The audience got most excited by some critical questioning about licence fees, with Ballmer admitting that the company does include “gotchas” in the small print, and dashing any hopes that the licences could be simplified. Other topics included the cloud, new user interfaces, and the advantages of Windows 7.
There are 8 million beta users of Windows 700.000 of whom are in the UK, Ballmer told the assembled audience. Those users are getting savings of up to £120 a year per desktop, Ballmer claimed.
“[Business advisors] Baker Tilly are saving £100 per PC in helpdesk calls,” with Windows 7, said Ballmer, adding that the government of the Isle of Man is saving £120 per desk through streamlining management. BT also has a “massive deployment” of Windows 7, he said.

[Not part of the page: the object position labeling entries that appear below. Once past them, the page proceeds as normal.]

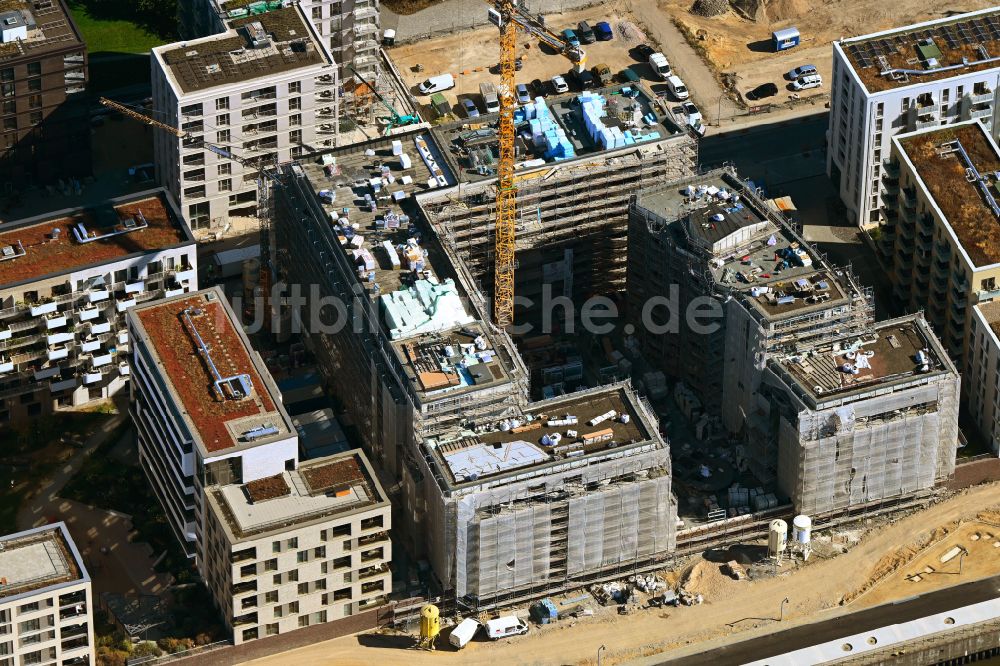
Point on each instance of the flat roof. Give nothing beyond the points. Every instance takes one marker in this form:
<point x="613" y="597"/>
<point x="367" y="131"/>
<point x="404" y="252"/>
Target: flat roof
<point x="474" y="149"/>
<point x="38" y="558"/>
<point x="318" y="489"/>
<point x="113" y="230"/>
<point x="468" y="456"/>
<point x="749" y="249"/>
<point x="50" y="29"/>
<point x="963" y="202"/>
<point x="242" y="410"/>
<point x="898" y="351"/>
<point x="235" y="56"/>
<point x="928" y="51"/>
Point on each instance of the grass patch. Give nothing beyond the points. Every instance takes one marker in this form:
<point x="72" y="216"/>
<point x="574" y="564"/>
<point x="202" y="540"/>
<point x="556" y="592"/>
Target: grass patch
<point x="105" y="34"/>
<point x="109" y="484"/>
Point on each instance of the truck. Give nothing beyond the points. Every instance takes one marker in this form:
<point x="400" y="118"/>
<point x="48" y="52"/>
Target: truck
<point x="440" y="105"/>
<point x="660" y="65"/>
<point x="491" y="98"/>
<point x="463" y="633"/>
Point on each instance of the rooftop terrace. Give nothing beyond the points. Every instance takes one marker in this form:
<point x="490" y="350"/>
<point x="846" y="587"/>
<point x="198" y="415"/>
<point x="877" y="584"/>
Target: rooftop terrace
<point x="244" y="53"/>
<point x="49" y="28"/>
<point x="563" y="428"/>
<point x="318" y="489"/>
<point x="36" y="559"/>
<point x="965" y="203"/>
<point x="561" y="117"/>
<point x="900" y="350"/>
<point x="221" y="392"/>
<point x="926" y="51"/>
<point x="32" y="250"/>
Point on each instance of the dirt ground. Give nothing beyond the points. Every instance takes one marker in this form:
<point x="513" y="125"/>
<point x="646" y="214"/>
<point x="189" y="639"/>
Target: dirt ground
<point x="748" y="608"/>
<point x="732" y="43"/>
<point x="470" y="55"/>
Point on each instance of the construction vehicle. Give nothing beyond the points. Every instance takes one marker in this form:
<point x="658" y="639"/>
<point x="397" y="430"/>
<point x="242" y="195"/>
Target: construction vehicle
<point x="508" y="17"/>
<point x="396" y="119"/>
<point x="264" y="181"/>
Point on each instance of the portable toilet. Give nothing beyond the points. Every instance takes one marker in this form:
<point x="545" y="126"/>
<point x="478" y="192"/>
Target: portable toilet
<point x="785" y="39"/>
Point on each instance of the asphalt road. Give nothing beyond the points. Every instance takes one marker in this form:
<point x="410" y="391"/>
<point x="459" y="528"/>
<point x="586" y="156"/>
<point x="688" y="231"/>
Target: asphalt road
<point x="802" y="636"/>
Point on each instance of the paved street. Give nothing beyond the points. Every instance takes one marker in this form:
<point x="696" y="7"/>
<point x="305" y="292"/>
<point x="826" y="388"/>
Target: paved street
<point x="845" y="625"/>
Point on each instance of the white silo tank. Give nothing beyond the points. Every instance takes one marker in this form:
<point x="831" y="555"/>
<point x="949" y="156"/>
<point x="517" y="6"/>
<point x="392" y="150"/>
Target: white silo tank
<point x="777" y="538"/>
<point x="802" y="530"/>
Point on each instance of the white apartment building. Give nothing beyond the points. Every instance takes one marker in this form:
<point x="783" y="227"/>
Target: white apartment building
<point x="206" y="409"/>
<point x="349" y="28"/>
<point x="299" y="548"/>
<point x="45" y="600"/>
<point x="983" y="375"/>
<point x="902" y="80"/>
<point x="263" y="92"/>
<point x="66" y="280"/>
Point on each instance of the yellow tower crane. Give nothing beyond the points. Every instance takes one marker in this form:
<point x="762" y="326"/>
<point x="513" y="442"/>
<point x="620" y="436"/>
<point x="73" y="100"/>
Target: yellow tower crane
<point x="507" y="16"/>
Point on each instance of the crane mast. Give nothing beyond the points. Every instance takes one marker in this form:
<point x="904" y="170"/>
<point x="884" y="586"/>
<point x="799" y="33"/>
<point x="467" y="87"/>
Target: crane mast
<point x="503" y="280"/>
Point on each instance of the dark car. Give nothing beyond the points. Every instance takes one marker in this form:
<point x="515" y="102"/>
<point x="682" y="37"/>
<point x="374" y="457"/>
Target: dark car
<point x="763" y="91"/>
<point x="643" y="51"/>
<point x="584" y="80"/>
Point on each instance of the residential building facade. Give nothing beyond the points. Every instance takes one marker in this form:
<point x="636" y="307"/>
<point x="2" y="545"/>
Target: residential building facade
<point x="43" y="73"/>
<point x="66" y="280"/>
<point x="263" y="92"/>
<point x="879" y="89"/>
<point x="46" y="601"/>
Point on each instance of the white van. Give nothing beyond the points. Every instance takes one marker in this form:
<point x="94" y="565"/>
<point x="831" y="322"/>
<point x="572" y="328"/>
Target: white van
<point x="463" y="633"/>
<point x="437" y="84"/>
<point x="807" y="82"/>
<point x="677" y="87"/>
<point x="491" y="98"/>
<point x="510" y="625"/>
<point x="659" y="63"/>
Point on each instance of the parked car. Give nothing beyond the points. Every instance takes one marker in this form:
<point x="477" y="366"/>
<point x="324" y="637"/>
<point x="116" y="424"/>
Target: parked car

Users at the event backed this up: Chris Page, technical development manager at Warwickshire County Council told eWEEK tha tthe authority has hundreds of people using Windows 7 on netbooks. These are new users in schools, however, so he could not confirm the savings Ballmer claimed.
With Windows 7 about to launch, Windows Server 2008 R2 available, and the new cloud-friendly Office 2010 coming next year, Ballmer said he was having a “fun year,” and that “nothing is better than introducing new products”- though he admitted to the audience of users that his fun might “make their life more complicated”.
He repeated a message he gave in San Francisco last week, that the recession is driving a new efficiency in IT.
“This is a time of incredible innovation,” he said. “Despite the tough economy – or maybe because of the tough economy – for everyone in the IT industry, now is the time to put on our thinking caps and be more innovative.”
And he made an effort to convince people that Windows Vista was a success, saying that in the end, as many people moved from XP to Vista, as moved to XP from previous platforms – a “factoid” that could do with a lot of unpacking in our view.